Whipworms are nematodes of the caecum and colon of wild felids that can sporadically infect domestic cats.

Parasite species: Trichuris campanula, Trichuris serrata
Common name: Whipworms
Hosts: Wild and domestic felids
Pre-patent period: 62-91 days
Location in the host: Caecum and colon
Distribution: Worldwide
Transmission route: Ingestion of embryonated eggs
Zoonotic: No

Distribution

Worldwide

Clinical signs

Whipworm infections are well tolerated by domestic cats, which typically remain asymptomatic.

Diagnosis

Whipworm infections in cats can be confirmed by standard faecal flotation (SOP 1) using a flotation solution with SG ≥ 1.20. Eggs (approximately 54-85 x 34-40 µm) have a thick, yellow-brown, symmetrical shell, with polar plugs at both ends [1] (Fig. 1). Eggs of Trichuris spp. should be differentiated from those of other parasites, including Eucoleus aerophilus and Pearsonema feliscati (which is found in the urine). Adults have a characteristic ‘whip’ shape with a long, thin anterior end (embedded in mucosa) and stout posterior end (Fig. 2).

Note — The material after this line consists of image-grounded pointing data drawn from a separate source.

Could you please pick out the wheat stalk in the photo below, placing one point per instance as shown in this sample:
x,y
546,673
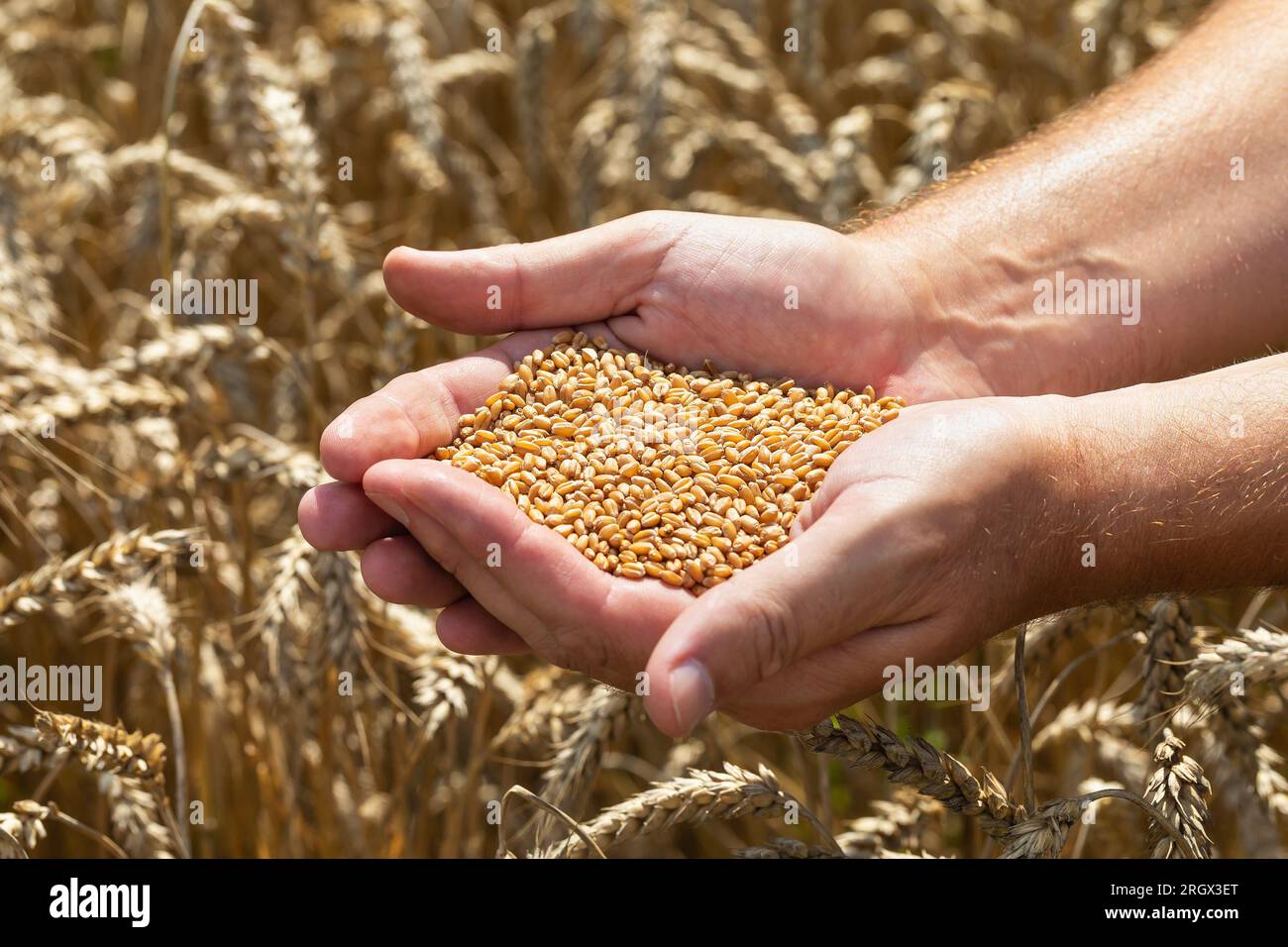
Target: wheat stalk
x,y
1177,788
699,796
59,579
915,763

Figure 1. Trichuris spp. egg on faecal flotation (Image credit: Dr. T. Inpankaew)
Figure 2. Trichuris spp. adult worms (Image credit: The University of Melbourne parasitology image library)

Treatment

Refer to Table 1 for anthelmintics known to be efficacious for the treatment of Trichuris spp. in dogs and that are likely to be efficacious for the treatment of Trichuris spp. in cats when administered at labelled doses.

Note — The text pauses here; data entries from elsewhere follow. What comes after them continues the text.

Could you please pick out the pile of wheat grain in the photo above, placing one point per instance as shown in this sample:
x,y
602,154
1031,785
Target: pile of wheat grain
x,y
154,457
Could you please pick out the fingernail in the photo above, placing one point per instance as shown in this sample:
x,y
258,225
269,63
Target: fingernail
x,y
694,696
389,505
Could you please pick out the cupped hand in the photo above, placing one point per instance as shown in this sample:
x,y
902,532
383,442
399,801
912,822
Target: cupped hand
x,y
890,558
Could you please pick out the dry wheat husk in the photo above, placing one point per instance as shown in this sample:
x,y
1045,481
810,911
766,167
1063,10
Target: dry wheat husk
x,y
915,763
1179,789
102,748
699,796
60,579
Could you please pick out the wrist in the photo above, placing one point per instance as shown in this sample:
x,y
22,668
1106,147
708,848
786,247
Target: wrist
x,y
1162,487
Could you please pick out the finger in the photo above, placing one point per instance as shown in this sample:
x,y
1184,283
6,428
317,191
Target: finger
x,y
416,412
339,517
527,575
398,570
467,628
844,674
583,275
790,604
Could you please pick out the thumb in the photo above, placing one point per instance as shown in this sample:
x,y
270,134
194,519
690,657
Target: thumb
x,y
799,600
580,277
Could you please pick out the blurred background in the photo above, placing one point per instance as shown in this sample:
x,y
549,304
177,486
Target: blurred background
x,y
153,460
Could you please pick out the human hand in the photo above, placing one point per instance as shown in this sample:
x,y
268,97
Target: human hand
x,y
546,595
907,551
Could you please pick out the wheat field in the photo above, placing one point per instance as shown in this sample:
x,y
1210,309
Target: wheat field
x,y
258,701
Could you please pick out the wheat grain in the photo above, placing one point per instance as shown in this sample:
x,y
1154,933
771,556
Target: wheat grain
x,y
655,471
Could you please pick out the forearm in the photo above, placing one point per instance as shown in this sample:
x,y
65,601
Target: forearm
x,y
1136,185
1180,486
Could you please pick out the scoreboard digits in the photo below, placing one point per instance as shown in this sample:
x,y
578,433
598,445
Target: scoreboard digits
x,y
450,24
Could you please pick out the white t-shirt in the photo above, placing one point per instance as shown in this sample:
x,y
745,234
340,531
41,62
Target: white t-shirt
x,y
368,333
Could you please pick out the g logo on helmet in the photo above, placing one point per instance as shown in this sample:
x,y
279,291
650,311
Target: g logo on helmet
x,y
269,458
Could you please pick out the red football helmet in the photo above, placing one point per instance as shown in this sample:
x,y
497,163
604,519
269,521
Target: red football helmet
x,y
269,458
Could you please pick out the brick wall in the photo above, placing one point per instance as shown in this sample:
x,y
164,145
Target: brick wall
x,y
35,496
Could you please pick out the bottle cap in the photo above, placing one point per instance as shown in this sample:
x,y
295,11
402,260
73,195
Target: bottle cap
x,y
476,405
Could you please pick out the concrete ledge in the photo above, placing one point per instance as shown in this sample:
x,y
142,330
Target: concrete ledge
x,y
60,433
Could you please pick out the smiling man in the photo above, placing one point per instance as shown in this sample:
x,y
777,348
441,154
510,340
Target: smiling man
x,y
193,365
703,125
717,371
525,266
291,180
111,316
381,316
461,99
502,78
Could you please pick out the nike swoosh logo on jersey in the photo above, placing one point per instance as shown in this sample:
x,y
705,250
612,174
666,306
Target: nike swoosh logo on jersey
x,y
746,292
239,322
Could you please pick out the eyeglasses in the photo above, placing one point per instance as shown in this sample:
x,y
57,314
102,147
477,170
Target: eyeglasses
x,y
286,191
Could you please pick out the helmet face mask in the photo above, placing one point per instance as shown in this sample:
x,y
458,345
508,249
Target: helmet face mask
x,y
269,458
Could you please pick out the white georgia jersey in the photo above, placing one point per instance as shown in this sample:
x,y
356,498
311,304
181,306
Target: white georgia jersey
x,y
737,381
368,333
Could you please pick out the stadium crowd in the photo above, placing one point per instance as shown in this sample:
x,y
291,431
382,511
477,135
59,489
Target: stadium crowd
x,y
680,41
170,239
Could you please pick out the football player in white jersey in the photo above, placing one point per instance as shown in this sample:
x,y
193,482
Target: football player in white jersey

Table 1 Routes of administration, dosage and efficacies of commonly utilised anthelmintics against the primary gastrointestinal parasites of cats [1,2].

Prevention and Control

The control of feline whipworms can be achieved through proper diagnoses, therapy and sanitation of the cattery. Overcrowding of cats should be avoided. Faeces should be removed daily from the litterbox.

For further control options refer to the General Considerations and Recommendations section of these guidelines.

Public health considerations

None

Reference

[1] Bowman DD, Hendrix CM, Lindsay DS, Barr SC. Feline Clinical Parasitology. Iowa State University Press, Ames, USA. 2002.